Doctors do agree that the state probably rests on a mix of causes, and those causes tend to be interrelated, although there are conflicting theories about where fibromyalgia comes from. Below are some medically-supported thoughts about what causes fibromyalgia, and if any may be playing a part in your case, you may want to consider, although they have not been scientifically demonstrated.
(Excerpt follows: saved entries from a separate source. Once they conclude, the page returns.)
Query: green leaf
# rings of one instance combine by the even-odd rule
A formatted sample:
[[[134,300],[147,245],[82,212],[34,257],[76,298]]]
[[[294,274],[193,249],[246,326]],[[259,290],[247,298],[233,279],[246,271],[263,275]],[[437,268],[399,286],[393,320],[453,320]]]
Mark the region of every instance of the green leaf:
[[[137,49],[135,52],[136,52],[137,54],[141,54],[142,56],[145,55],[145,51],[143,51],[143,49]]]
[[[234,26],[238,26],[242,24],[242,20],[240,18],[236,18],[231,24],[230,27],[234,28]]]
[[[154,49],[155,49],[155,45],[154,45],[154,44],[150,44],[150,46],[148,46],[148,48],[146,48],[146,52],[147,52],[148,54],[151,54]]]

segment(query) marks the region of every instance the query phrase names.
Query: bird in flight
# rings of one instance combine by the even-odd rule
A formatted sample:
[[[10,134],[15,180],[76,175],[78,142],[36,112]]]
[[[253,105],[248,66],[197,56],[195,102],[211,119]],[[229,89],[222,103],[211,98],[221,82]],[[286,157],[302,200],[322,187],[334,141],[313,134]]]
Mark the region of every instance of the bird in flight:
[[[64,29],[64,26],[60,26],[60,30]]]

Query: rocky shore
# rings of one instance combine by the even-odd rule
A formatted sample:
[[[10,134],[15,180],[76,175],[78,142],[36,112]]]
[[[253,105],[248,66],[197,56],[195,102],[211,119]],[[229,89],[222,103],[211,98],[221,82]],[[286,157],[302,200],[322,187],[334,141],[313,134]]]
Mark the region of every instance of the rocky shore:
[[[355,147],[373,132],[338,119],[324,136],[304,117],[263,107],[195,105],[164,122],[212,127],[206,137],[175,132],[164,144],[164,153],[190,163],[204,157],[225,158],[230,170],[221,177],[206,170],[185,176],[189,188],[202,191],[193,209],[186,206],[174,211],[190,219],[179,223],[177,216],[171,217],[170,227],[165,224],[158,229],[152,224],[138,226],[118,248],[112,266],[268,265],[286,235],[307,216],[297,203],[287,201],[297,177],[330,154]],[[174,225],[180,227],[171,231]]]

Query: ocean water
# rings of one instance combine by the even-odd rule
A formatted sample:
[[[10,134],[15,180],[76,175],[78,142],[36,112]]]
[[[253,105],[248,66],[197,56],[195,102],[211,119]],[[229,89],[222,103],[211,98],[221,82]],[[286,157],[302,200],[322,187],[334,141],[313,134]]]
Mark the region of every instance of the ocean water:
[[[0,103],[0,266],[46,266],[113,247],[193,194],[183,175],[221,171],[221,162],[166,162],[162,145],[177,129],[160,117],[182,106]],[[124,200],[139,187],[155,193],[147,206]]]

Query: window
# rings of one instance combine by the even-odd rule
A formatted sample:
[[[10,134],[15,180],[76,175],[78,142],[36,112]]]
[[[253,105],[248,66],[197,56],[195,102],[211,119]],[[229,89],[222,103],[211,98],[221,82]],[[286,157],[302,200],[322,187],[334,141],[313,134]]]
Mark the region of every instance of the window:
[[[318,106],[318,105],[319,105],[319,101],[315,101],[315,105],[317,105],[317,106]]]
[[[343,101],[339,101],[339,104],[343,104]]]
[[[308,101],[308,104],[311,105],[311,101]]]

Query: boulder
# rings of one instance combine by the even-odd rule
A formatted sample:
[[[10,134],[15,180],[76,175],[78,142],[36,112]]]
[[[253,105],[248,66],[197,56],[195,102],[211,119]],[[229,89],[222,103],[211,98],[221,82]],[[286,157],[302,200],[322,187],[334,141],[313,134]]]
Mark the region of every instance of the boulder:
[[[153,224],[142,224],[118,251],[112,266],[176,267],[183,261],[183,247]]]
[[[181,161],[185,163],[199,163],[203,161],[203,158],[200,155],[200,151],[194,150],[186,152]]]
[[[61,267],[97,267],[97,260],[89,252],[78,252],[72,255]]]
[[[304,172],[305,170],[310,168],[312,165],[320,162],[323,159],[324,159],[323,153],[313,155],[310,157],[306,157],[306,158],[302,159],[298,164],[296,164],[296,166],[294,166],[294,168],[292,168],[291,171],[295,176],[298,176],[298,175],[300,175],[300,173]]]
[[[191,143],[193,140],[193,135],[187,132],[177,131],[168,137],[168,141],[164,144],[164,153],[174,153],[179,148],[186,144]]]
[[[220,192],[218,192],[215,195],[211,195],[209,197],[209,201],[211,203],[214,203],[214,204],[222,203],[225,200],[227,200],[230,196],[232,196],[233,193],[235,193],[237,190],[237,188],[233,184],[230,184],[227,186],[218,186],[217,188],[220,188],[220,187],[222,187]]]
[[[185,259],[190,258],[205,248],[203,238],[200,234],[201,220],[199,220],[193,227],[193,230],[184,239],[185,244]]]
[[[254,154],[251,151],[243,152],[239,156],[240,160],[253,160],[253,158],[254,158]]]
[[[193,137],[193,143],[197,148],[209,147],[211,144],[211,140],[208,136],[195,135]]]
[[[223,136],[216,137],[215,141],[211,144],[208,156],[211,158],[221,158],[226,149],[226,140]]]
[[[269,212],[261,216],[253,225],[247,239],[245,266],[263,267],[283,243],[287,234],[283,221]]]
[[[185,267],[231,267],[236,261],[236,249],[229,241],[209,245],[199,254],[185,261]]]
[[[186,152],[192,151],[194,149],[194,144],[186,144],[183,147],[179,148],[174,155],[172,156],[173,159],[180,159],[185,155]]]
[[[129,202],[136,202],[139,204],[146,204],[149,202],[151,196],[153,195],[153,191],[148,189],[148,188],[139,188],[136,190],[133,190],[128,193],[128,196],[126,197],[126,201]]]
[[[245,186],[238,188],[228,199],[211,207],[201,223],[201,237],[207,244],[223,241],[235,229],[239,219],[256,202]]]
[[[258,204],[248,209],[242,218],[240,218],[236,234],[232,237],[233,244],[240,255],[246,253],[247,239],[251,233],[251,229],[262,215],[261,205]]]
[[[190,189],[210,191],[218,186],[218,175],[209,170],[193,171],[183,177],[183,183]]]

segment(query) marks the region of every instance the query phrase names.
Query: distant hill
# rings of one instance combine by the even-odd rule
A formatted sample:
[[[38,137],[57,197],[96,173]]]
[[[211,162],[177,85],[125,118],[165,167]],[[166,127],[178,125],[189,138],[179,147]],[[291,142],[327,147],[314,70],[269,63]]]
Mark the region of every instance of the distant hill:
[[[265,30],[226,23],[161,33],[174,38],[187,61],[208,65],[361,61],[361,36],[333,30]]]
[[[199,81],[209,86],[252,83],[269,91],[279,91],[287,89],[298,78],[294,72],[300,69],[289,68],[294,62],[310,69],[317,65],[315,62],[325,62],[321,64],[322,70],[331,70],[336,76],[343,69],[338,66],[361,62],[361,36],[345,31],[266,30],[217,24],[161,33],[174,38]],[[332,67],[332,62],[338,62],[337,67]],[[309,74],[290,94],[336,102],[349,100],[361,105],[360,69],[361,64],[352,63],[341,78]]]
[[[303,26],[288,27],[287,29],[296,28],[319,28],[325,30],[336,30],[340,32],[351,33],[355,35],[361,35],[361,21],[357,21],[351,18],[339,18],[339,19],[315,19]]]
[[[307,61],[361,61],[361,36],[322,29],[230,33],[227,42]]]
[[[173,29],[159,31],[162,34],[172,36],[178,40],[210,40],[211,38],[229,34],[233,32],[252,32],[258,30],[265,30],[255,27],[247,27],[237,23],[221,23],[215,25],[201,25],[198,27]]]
There's no definitive proof that fibromyalgia is genetic, but there certainly seems to be a hereditary pattern. Experts have linked several gene variations to the state, which supports the genetic element theory although a particular “fibromyalgia gene” has not been found yet.
2. Traumatic Events
Physical trauma – particular injuries to the neck, head or spine – has been recognized to trigger fibromyalgia symptoms. Research shows that adults with neck injury are over 10 times as more likely to build up fibromyalgia within one year as people who experienced fractures or injuries in their lower extremities. The invasive operation is just another possible cause, but it’s uncertain whether the physical injury of the procedure would be to blame, or if low action levels during healing and the sleep issues exacerbate fibro symptoms. Some diseases might have lasting neuromuscular effects that could also result in fibromyalgia, for example, streptococcus virus, Lyme disease, and HIV.
3. Hormonal Imbalance
The theory centers on the truth that specific hormones support muscle development, helping the body metabolize important vitamins and minerals for brain function and better muscle. And while there aren't tangible signs that hormonal issues are to blame, hormone blood tests have been put to use as diagnostic markers in some specific events, and some fibro patients have found significant help with bio-identical hormone replacement therapy (BHRT).
4. Vitamin Deficiencies
Healthy muscle functionality rests on the proper balance of minerals and vitamins in your cells – something that can be hard to track all on your own. Although it may well not clear up all of your symptoms, topping up your amounts of magnesium, vitamin B12 and vitamin D frequently can possess a profound influence on pain and fatigue, which implies that the serious vitamin deficiency could possibly be in the root of fibromyalgia.
5. Brain Chemistry
Fibro patients tend to have lower levels of certain neurotransmitters and endorphins, which may leave them more vulnerable to pain. In addition to these deficiencies, physicians have found again in the compound referred to as “substance P”, which amplifies pain signals.
6. Muscle Microtrauma
In contrast to an abrupt muscle tear or pull, “microtrauma” refers to a minor muscle damage that may come from hypoxia, prolonged muscle spasm, localized muscle abnormalities, or ischemia (limited blood supply to the tissues). A number of studies have found evidence of microtrauma in muscle biopsies of fibro patients, which could help describe the profound muscle pain.
7. Chronic Stress
The strain has been flagged as a wellspring of poor recovery, hormone imbalance, inflammation, and also a host of other ailments. In reality, chronic stress is so disruptive to sleep cycle and your body that some experts consider it to be the principal culprit behind several serious diseases, including chronic pain illnesses. Ultimately, prolonged stress can lead to a domino effect interfering with all your body’s natural processes – including pain reaction.